Summing Up Pedestrian Deaths Much Better Than Better Burque

Better Burque has written a large number of posts this year on the issue of pedestrian safety and deaths. If you’re interested in the subject, but missed these earlier posts, you can save a great deal of time by instead reading this simply stellar “rumination” on the subject by a team of Taproot Edmonton writers led by Karen Unland.

The essay captures all of what BB has rolled around this year and does so both far more eloquently and with tons of terrific quotes from experts and data. We could pull any quote/section with good effect, but here’s an extended excerpt  that echoes much of BB’s evolution in thinking about how to “cover” the subject:

Dr. Darren Markland certainly thinks so. As an emergency room doctor at the Royal Alexandra Hospital, he regularly puts people back together again, or at least tries, after they’ve been hit by drivers.

Markland suggests if media spent more time and resources covering stories that humanize pedestrians who have been killed or seriously injured — the same types of stories that help people learn about the victims of homicides — Edmontonians would be more aware about the dangers pedestrians and cyclists face every day.

He says the lack of awareness about pedestrians who lost their lives or who have been critically injured has resulted in little influence to get city leaders to overhaul city infrastructure to make it safer.

“We spend a lot of time de-personalizing the victims of pedestrian deaths so that we can cope with not committing to making changes that have to occur on the roads,” said Markland.

“It’s (easier) to maintain the convenience of being able to drive a vehicle in one of the most poorly designed cities in Canada.”

As the 140-character universe puts it these days: This.

“De-personalizing the victims of pedestrian deaths” is clearly, and painfully, apparent in Edmonton, Albuquerque and just about everywhere else.
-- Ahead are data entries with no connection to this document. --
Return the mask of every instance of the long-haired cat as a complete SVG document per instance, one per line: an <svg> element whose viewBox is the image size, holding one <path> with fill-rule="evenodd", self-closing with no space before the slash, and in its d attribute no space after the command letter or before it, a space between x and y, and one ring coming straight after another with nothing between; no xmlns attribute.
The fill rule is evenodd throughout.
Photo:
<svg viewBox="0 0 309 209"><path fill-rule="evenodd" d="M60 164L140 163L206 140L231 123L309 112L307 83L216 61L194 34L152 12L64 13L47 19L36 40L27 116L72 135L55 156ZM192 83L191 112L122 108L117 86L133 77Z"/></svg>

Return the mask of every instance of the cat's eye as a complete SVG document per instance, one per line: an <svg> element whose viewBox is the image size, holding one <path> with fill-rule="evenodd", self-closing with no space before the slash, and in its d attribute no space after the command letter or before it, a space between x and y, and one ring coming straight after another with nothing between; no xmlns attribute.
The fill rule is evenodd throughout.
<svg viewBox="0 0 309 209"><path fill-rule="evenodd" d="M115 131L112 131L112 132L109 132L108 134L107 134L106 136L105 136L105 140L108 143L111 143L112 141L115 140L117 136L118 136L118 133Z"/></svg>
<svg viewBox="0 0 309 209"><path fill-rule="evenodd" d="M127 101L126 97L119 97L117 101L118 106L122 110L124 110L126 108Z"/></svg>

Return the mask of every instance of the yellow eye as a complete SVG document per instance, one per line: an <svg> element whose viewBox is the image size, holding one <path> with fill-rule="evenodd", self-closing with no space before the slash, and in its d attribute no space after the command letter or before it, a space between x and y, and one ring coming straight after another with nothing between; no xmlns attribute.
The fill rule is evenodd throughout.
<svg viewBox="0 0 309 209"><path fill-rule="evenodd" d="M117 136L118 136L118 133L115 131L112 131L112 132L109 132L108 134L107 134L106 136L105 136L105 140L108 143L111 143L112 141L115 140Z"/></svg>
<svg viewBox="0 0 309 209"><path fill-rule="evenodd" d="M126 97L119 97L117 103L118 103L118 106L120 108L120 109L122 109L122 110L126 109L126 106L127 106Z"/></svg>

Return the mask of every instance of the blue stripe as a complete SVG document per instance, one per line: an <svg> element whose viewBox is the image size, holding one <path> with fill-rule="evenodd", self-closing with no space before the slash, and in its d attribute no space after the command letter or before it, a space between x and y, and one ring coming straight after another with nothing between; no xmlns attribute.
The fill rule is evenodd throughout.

For contrast from the rampant “de-personalized” norm, read this first-person account by former New York Times executive editor Jill Abramson about her experience of being seriously injured walking in Manhattan, including similar experiences by several other NYT staffers.
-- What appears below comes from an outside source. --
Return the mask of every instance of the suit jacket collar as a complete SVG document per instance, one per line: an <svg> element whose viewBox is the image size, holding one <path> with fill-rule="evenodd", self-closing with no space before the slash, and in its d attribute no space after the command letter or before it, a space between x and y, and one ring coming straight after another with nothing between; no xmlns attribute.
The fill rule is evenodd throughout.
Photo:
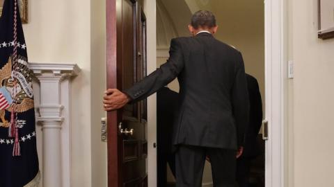
<svg viewBox="0 0 334 187"><path fill-rule="evenodd" d="M208 33L200 33L197 34L195 37L214 37L212 34Z"/></svg>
If all pedestrian incidents were reported with the depth of the Abramson piece, where would we be in Edmonton, Albuquerque, NYC, etc.? Heck, what if we at least delved into such depth with 1/4 of pedestrian fatalities? What would our roads look like? What would the pedestrian fatality rate be?
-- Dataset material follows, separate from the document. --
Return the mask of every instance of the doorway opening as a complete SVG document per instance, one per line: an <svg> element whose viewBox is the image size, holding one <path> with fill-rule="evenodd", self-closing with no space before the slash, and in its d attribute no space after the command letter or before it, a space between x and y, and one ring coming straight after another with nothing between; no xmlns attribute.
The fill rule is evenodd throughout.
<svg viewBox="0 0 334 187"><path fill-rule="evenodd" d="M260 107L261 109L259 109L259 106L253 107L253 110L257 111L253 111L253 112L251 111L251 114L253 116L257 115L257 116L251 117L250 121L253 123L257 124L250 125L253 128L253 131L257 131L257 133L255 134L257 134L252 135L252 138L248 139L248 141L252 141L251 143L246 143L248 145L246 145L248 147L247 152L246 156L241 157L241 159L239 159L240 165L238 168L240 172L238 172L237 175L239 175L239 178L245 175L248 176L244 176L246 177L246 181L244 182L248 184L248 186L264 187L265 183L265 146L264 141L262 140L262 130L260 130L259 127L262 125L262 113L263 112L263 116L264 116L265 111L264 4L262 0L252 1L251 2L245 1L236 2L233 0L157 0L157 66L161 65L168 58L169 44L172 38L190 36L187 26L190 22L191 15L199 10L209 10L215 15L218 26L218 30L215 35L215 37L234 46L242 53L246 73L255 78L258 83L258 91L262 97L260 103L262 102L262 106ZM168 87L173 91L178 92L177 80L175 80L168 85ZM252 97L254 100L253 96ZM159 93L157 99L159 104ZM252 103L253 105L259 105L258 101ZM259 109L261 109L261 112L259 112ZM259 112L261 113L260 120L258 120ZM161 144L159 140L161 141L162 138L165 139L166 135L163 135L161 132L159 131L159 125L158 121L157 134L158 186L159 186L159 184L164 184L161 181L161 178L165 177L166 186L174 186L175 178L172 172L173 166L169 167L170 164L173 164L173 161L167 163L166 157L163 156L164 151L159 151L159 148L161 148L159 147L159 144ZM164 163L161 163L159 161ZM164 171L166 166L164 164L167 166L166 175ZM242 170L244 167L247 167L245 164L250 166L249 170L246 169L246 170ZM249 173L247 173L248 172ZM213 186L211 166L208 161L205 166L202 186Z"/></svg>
(Typical graphic on pedestrian fatalities “news” stories, this one from KOAT. You can’t get any more symbolically de-personalized than this.)

After quite a bit of “rumination” myself about this, it’s pretty apparent the next step for BB is to go deeper and speak directly with victims, where possible, and families affected by this issue. Ranting, data and more ranting isn’t cutting it. To this end, I have a few IPRA requests and such percolating toward getting victim names and such, information that is, as you know, very rarely made available by police in news reports. We’ll see where that gets us.

In the meantime, BB will tend to post about other matters. Any more ranting/data/ranting is not only wastefully unnecessary but reverberates the de-personalized mantra. IPRA process and all in mind, any personal stories and information you might want to pass our way is extremely welcomed.